# Detachable dog tags?



## angierose (Apr 20, 2009)

Okay, I know they make these things, but all my googling is unsuccessful so far. I'm looking for something which I can put the dog's tags on- rabies and identification- and easily switch it from collar to collar to my keychain etc as needed. Like a little clip or possibly tiny carbiner. Does anyone know what I'm talking about, and know where to get them? Thanks!


----------



## doxsee (Jun 14, 2007)

I have them for my dogs and love them. Just go to your local hardware store. there will be tons of clips to choose from!
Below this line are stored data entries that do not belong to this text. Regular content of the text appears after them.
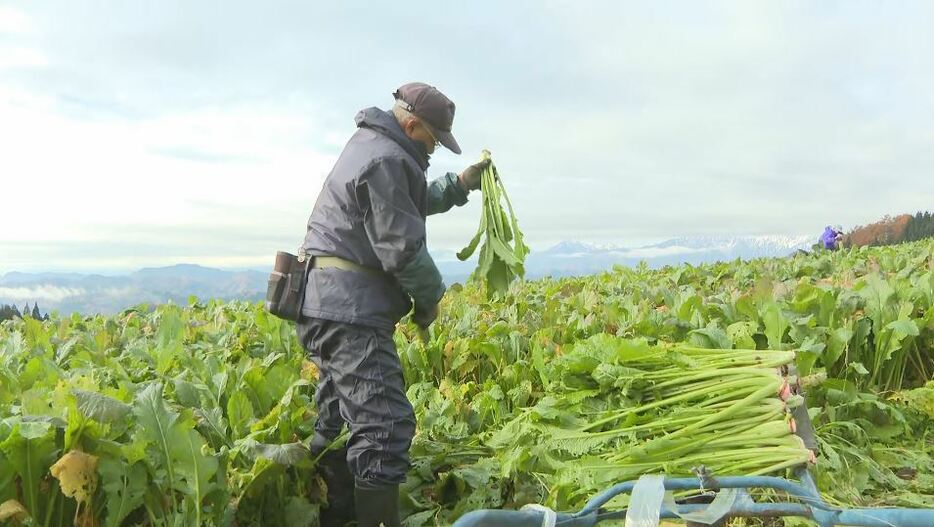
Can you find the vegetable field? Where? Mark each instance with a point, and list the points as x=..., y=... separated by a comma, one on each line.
x=199, y=415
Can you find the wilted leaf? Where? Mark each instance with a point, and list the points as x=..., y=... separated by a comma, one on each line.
x=76, y=472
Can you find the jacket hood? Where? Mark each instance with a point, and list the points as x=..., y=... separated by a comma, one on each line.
x=385, y=123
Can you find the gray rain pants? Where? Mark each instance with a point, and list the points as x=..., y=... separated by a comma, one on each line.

The one I use looks like a tiny leash snap. Makes switching tags between collars, or taking them off for some peace and quite a cinch.


----------



## JakodaCD OA (May 14, 2000)

I use pull tabs,,as in leather pull tabs,, J& J dog supply I believe carries them and probably alot of other equip magazines..petsmart may even carry them tho maybe not leather))


----------



## doxsee (Jun 14, 2007)

Here's a picture showing what I use.


----------



## Chris Wild (Dec 14, 2001)

You can find any number of small clips, bolt snaps, caribeaners and similar devices at your local hardware store. I'd just head there and then you can pick out whatever size or style you prefer.


----------



## Chicagocanine (Aug 7, 2008)

There are a few places that sell clips for that purpose but as mentioned you can get similar things from the hardware store.
A company called Cetacea also makes a product called 'Tag-it' which looks like a tiny collar with a little D-ring that you hook the tags on, then the whole thing clips around the dog's collar with a plastic snap.

Here's a photo:











There are also quite a few metal clips you can buy to hold dog ID tags that make it easy to switch collars:

http://www.mendodesign.net/

http://www.dogids.com/sdogidtagat.html

http://www.uptowndogcapecod.com/cart/index.php?p=product&id=72&parent=5

http://www.wagtagpetproducts.com/

http://www.jbpet.com/Change-It,6835.html


Personally I'd probably buy a spring-loaded locking carabiner type clip. The advantage over a regular clip is it locks (twist lock) so it is less likely to come open, and the advantage over a regular locking clip is it's spring-loaded so even if the lock part was loose and untwisted the spring-loaded clip would still be closed.
I'm not sure where you would find one of those, but I have a Ruffwear dog leash that uses one for the clip so I know they exist!


----------



## angierose (Apr 20, 2009)

Thanks for the ideas, guys. Chicagocanine, the Tag-it is the device I was trying to recall, thanks. I'll have a look at the hardware store this weekend and see what they have.


----------



## Mandalay (Apr 21, 2008)

I would have never even thought of this! What a good diea. Right now I have 4 different tage, 1 attached to each of Mandalays collars, and her rabies tag attached to the leash itself (with another ID tag as well). I may try this.


----------